The master was a dour, quiet Catalan; his three sons favored him and their six sailors more or less took the note. The sea ran quiet and blue under a quiet blue heaven. At night all the stars shone, or only light clouds went overhead. It was a restful boat and Jayme de Marchena rested. Even while his body labored he rested. The sense of Danger in every room, walking on every road, took leave. Yet was there throughout that insistent sight of Palos beach and the gray and wild Atlantic. All the birds cried from the west; the salt, stinging wind flung itself upon me from the west. Once a voice, faint and silvery, made itself heard. “Were it not well to know those other, those mightier waters, and find the strange lands, the new lands?” I answered myself, “They are the old lands taken a new way.” But still the voice said, “The new lands!”
We made Marseilles and unladed, and were held there a fortnight. I might have left the bark and found work and maybe safety in France, or I might have taken another ship for Italy. I did neither. I clung to this bark and my Cata-lans. We took our lading and quitted Marseilles, and came after a tranquil voyage to San Lucar. Again we unladed and laded, and again voyaged to Marseilles. Spring became summer; young summer, summer in prime. We left Marseilles and voyaged once more San Lucar-ward. There rushed up a fearful storm and we were wrecked off Almeria. One lad drowned. The rest of us somehow made shore. A boat took us to Algeciras, and thence we trudged it to San Lucar.

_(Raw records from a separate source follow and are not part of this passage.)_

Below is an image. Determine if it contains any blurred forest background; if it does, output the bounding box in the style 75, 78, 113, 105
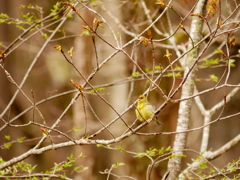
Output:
0, 0, 240, 180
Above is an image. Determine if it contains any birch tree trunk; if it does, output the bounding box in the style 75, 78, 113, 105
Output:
168, 0, 207, 180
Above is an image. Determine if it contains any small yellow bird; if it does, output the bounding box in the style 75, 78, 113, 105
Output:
135, 95, 163, 126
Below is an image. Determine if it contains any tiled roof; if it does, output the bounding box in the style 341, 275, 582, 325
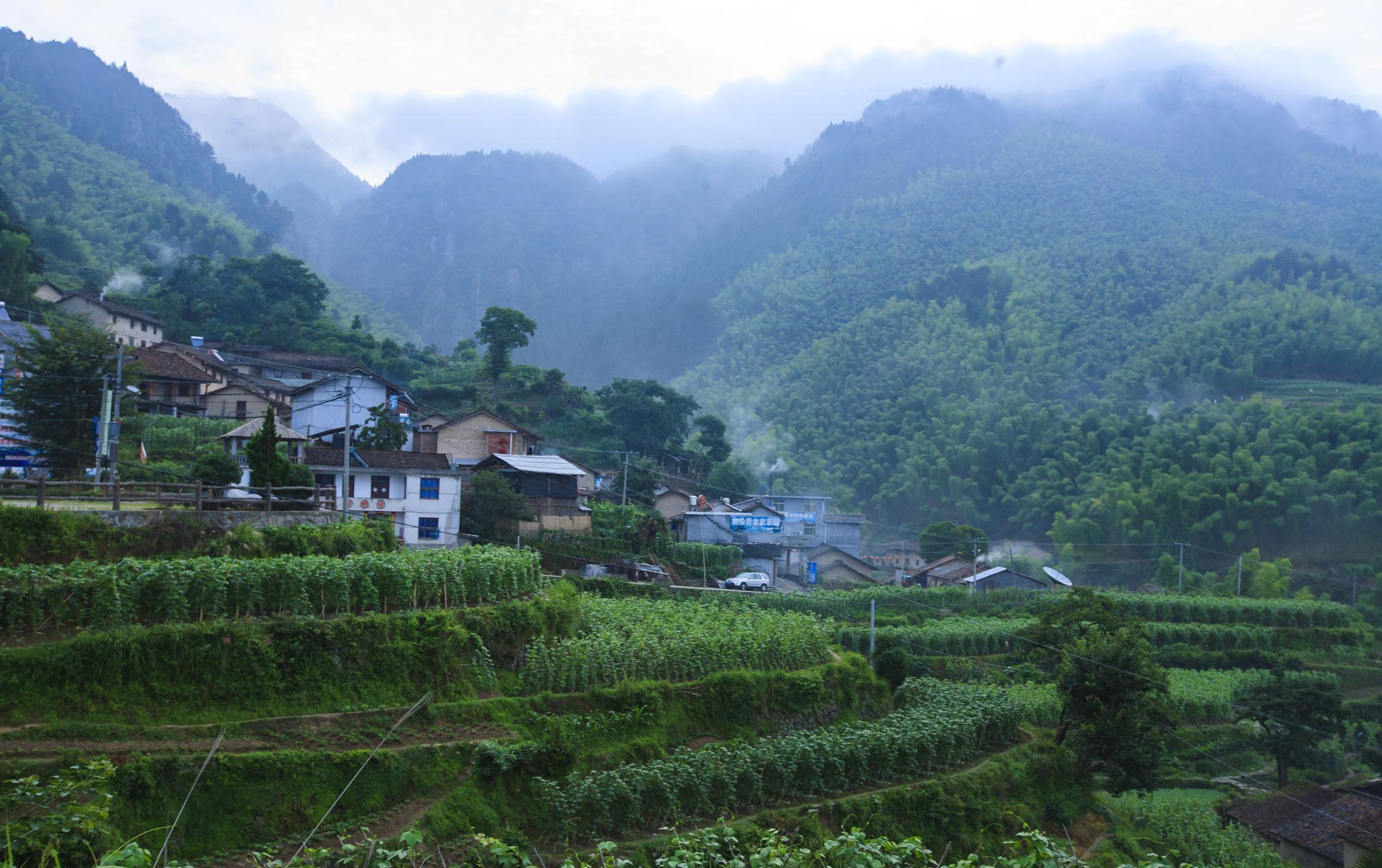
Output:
434, 410, 542, 439
58, 293, 163, 326
217, 416, 308, 439
481, 453, 584, 477
302, 448, 450, 473
1224, 785, 1339, 838
1277, 792, 1382, 863
131, 347, 216, 383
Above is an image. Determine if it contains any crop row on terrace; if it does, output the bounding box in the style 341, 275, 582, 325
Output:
1000, 669, 1338, 726
0, 546, 545, 633
522, 597, 831, 690
835, 616, 1274, 655
755, 587, 1354, 628
539, 678, 1017, 836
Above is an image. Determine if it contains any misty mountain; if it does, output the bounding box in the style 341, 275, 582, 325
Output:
329, 149, 774, 383
681, 72, 1382, 546
0, 28, 290, 238
163, 94, 370, 214
1292, 97, 1382, 153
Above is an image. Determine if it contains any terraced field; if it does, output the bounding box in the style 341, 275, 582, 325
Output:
0, 547, 1372, 864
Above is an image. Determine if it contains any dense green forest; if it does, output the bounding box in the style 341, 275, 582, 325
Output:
681, 81, 1382, 550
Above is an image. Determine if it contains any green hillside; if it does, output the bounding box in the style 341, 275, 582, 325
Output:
681, 88, 1382, 549
0, 80, 255, 286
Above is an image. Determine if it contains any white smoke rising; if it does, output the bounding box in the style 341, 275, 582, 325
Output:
101, 268, 144, 296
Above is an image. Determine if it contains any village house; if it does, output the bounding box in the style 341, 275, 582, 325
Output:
910, 554, 981, 587
962, 567, 1052, 592
290, 365, 417, 450
217, 416, 307, 499
1224, 782, 1382, 868
862, 540, 924, 579
33, 281, 68, 304
652, 488, 697, 523
130, 347, 216, 416
467, 452, 590, 534
57, 293, 163, 347
802, 544, 874, 587
735, 495, 864, 557
216, 344, 358, 388
417, 410, 542, 470
302, 447, 460, 547
673, 497, 786, 578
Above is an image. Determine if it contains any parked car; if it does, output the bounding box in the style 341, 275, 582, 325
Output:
724, 572, 773, 590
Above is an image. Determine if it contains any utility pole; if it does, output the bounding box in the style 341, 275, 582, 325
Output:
106, 344, 124, 510
336, 373, 355, 524
868, 600, 875, 659
619, 452, 629, 506
95, 375, 110, 485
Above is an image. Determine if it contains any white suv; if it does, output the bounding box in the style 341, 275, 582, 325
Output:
724, 572, 773, 590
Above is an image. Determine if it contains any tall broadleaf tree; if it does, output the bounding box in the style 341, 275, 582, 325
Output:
4, 314, 121, 477
475, 307, 537, 402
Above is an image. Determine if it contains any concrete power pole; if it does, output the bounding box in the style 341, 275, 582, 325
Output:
619, 452, 629, 506
336, 373, 355, 524
109, 344, 124, 510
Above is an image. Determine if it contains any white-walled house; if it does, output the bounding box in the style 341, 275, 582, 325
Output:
302, 448, 462, 547
289, 368, 416, 449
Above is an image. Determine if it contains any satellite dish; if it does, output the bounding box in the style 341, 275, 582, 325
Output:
1042, 567, 1075, 587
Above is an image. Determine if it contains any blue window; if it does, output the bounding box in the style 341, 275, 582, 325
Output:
417, 477, 441, 500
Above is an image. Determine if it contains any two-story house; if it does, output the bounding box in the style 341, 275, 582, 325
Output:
57, 293, 163, 347
129, 347, 216, 416
289, 366, 417, 449
417, 410, 542, 468
671, 497, 786, 578
302, 448, 460, 547
467, 452, 590, 534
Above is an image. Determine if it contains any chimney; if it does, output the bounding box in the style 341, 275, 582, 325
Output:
413, 431, 437, 455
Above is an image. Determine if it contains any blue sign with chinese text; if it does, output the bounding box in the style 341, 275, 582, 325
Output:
730, 515, 782, 534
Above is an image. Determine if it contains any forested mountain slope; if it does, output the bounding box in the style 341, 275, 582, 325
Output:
329, 149, 773, 383
0, 28, 290, 238
0, 79, 257, 287
683, 86, 1382, 555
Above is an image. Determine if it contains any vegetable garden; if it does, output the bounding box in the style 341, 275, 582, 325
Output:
0, 546, 546, 633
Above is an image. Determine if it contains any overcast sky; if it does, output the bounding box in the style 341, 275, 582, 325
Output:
3, 0, 1382, 182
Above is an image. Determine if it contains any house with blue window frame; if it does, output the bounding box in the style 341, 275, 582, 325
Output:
301, 448, 462, 547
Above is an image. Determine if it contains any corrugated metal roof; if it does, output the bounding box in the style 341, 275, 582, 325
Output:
217, 416, 308, 439
487, 453, 584, 477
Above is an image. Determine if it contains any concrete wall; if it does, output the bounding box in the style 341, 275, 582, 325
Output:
58, 296, 163, 347
437, 413, 534, 464
205, 383, 278, 421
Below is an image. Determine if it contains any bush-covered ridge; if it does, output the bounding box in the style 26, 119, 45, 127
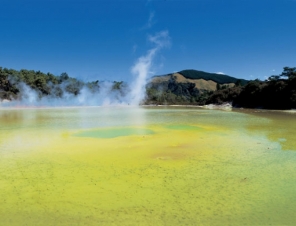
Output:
0, 67, 125, 101
178, 69, 248, 85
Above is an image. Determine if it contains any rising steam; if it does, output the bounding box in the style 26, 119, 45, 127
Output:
130, 31, 170, 105
0, 31, 170, 106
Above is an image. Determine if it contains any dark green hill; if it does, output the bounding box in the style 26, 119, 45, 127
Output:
178, 70, 248, 85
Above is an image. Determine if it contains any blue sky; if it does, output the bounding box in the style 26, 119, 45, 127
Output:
0, 0, 296, 81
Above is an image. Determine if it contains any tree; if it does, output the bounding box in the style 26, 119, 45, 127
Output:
280, 67, 296, 80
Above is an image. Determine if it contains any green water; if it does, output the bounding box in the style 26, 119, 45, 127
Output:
0, 107, 296, 225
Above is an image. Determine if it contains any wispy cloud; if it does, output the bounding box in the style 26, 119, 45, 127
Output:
141, 12, 156, 29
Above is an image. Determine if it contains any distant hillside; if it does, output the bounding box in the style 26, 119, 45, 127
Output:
178, 70, 248, 85
145, 70, 248, 104
146, 67, 296, 109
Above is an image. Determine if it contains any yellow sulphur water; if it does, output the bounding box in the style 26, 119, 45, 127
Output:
0, 107, 296, 225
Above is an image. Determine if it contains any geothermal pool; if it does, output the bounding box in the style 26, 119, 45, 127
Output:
0, 107, 296, 225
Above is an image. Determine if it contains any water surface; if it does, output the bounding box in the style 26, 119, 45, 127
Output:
0, 107, 296, 225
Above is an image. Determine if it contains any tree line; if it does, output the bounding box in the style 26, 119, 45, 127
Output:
0, 67, 125, 100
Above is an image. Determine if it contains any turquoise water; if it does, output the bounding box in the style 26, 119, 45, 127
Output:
0, 107, 296, 225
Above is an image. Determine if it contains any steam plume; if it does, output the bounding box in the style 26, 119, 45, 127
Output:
131, 31, 170, 105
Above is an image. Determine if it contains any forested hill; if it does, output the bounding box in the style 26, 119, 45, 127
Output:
0, 67, 125, 101
178, 69, 248, 85
146, 67, 296, 109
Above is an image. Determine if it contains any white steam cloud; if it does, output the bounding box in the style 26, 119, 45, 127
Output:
0, 31, 170, 107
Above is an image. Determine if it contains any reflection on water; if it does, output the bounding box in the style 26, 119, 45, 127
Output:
0, 107, 296, 225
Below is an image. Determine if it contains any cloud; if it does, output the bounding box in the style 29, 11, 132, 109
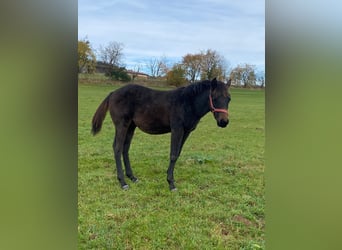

My Catalans were not wholly depressed. Behind their wrecked ship stood merchants who would furnish another bark. The master would have had me wait at San Lucar until he went forth again. But I was bound for the strand by Palos and the gray, piling Atlantic.
August was the month and the day warm. The first of August in the year 1492. Two leagues east of Palos I overtook three men trudging that way, and talking now loudly and angrily and now in a sullen, dragging fashion. I had seen between this road and ocean a fishing hamlet and I made out that they were from this place. They were men of small boats, men who fished, but who now and again were gathered in by some shipmaster, when they became sailors.
In me they saw only a poorly clad, sea-going person. When I gave greeting they greeted me in return. “For Palos?” I asked, and the one who talked the most and the loudest gave groaning assent. “Aye, for Palos. You too, brother, are flopping in the net?”
I did not understand and said as much. He gave an angry laugh and explained his figure. “Why, the Queen and the King and the law and Martin Pinzon, to whom we, are bound for a year, are pressing us! Which is to say they’ve cast a net and here we are, good fish, beating against the meshes and finding none big enough to slip through! Haven’t you been pressed too, scooped in without a ‘By your leave, Palos fish!’ A hundred fish and more in this net and one by one the giant will take us out and broil us!”